Als sie hörten, daß ich nicht mehr hören wollte, und aufstanden, um fortzugehen, sagte einer derselben: Ach Claes, wie jämmerlich bist du verirrt, und gleichwohl habe ich dich so lieb, ich wollte, daß du meines Sinnes wärest und daß ich meinen Leib verbrennen lassen möchte. Ach, armer Mensch, ich will für dich bitten und bitten lassen, wenn ich predige. Claes: Ich begehre nicht, daß ihr für mich bittet oder bitten lasst, denn euer Gebet ist nichtig und wird von Gott nicht erhört, solange als ihr in eurer Bosheit bleibt. Antwort: Vielleicht ist doch unter dem ganzen Haufen einer oder zwei, die gut sind.
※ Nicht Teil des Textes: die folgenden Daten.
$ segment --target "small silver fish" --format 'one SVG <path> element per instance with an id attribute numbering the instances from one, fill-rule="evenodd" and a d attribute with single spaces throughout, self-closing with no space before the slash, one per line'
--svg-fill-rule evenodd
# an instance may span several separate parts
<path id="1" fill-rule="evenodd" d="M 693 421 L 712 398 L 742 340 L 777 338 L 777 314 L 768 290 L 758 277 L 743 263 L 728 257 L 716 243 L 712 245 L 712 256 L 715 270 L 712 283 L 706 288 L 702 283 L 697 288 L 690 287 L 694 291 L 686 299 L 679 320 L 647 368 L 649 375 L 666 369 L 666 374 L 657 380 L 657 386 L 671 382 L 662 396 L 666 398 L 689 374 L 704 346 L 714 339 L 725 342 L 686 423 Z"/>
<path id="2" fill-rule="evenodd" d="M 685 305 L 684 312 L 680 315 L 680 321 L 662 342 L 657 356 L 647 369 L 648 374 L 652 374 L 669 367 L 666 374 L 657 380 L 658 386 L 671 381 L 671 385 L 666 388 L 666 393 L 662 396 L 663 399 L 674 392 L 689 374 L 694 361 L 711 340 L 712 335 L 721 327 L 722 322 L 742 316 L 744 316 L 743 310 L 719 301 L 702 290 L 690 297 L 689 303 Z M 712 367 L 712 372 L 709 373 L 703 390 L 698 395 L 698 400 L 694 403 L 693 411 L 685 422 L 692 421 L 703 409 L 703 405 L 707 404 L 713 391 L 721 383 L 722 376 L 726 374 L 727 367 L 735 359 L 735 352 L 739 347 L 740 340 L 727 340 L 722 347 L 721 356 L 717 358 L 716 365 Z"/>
Claes: Geht eures Wegs, denn ihr sucht nur zu plaudern. Da ging er lachend hinweg und sagte: Ich will für dich bitten lassen, du magst wollen oder nicht, denn ich habe an dir einen Wohlgefallen, und ich will wiederkommen.

Ungefähr zwei Wochen später kamen zwei von demselben Orden; der eine war ein dicker, fetter Mann, der viel plauderte, der andere war sehr grimmig und zänkisch in Worten; er wollte mir hart zusetzen, um mit mir zu disputieren, aber ich wollte nicht daran und beschränkte mich auf manche Fragen, die ich ihnen aufwarf, gleichwie ich den andern getan hatte, und ließ sie auf diese Weise selbst ihre Bosheit entdecken, denn es waren viele Gefangene da, die, um zu horchen, unter dem Kammerfenster und unter der Kammertür standen; solches wusste ich wohl; darum tat ich um desto mehr Fragen, denn der eine machte so viel Geschwätz, und das kam vom vielen Trinken her.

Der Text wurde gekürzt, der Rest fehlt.